Dismissing suggestions that the slowdown is "bad news", the Beijing Youth Daily hails the economic policies of the government.
"The current economic developments are a result of the pro-active and deliberate management of the government which exercises flexibility. As long as there is no major fault in implementing these policies, the situation will not go out of hand," assures the paper.
Hong Kong unrest
Meanwhile, media continue to warn about the "consequences" of the protests in Hong Kong after officials in the territory ended their first round of talks with students.
The protesters reiterated their demand for an unrestricted choice of candidates in the election for the territory's chief executive in 2017.
The papers also highlight the "negative impact" of the protest movement and say that 61 police officers were injured while carrying out their duties.
"Some foreign media outlets have commented that the Hong Kong police are 'as gentle as a nanny' compared to police in the US who behave like 'wolves and tigers'," writes the overseas edition of the People's Daily.
The paper adds that there are "foreign influences" in the movement and reiterates that the demands of the protesters "will not be accepted" by the central government in Beijing.
Echoing similar views, the Global Times urges the protesters to "wake up" and not to "act as a puppet of those hostile external forces".
"If the Occupy Central forces keep advancing, this will attract more international anti-China forces. The longer the protests last, the harder it will be for the Occupy Central forces to back down," it warns.

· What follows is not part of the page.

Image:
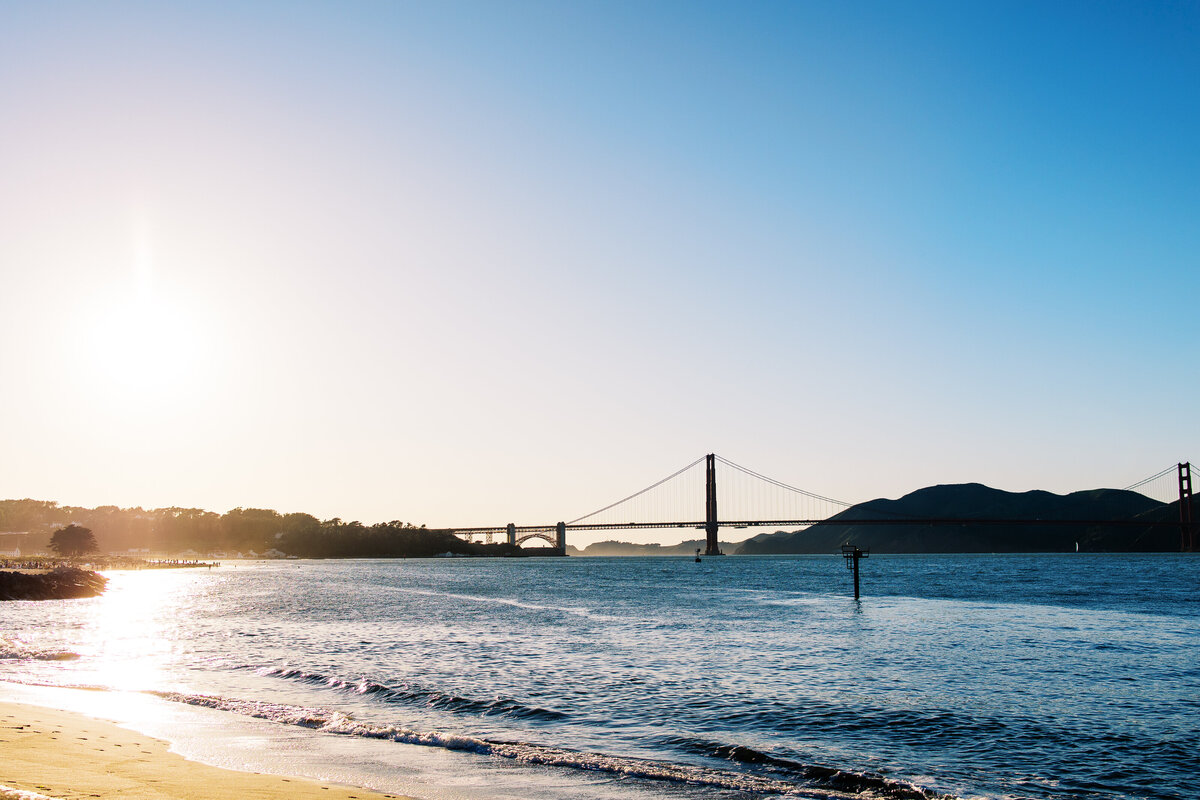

And finally, alleged negative Taiwanese perceptions of mainland China are once again in the media spotlight because of a debate sparked by a "urinating" incident.
According to a report in Taiwan's Apple Daily, a mainland Chinese tourist let her three-year-old boy urinate in a plastic bottle during a meal in a restaurant in Taipei even though there was a toilet nearby.
The report was widely circulated online and sparked heated discussions in both Taiwan and China, with netizens criticising the behaviour of the Chinese tourist.
The saga, however, took an unexpected turn when the woman called the Apple Daily to clarify that she was in fact Taiwanese and was just changing her son after he spilled water on himself.
Commenting on the "fake news exaggerated by Taiwanese media outlets", an article in the Haiwai Net criticises the press in Taiwan for "holding on to their prejudice" towards mainland Chinese.
"Firstly, they still think China is backward, autocratic and foolish… Secondly, Taiwan has always thought that besides the US and Japan, all other countries are undeveloped," says the article.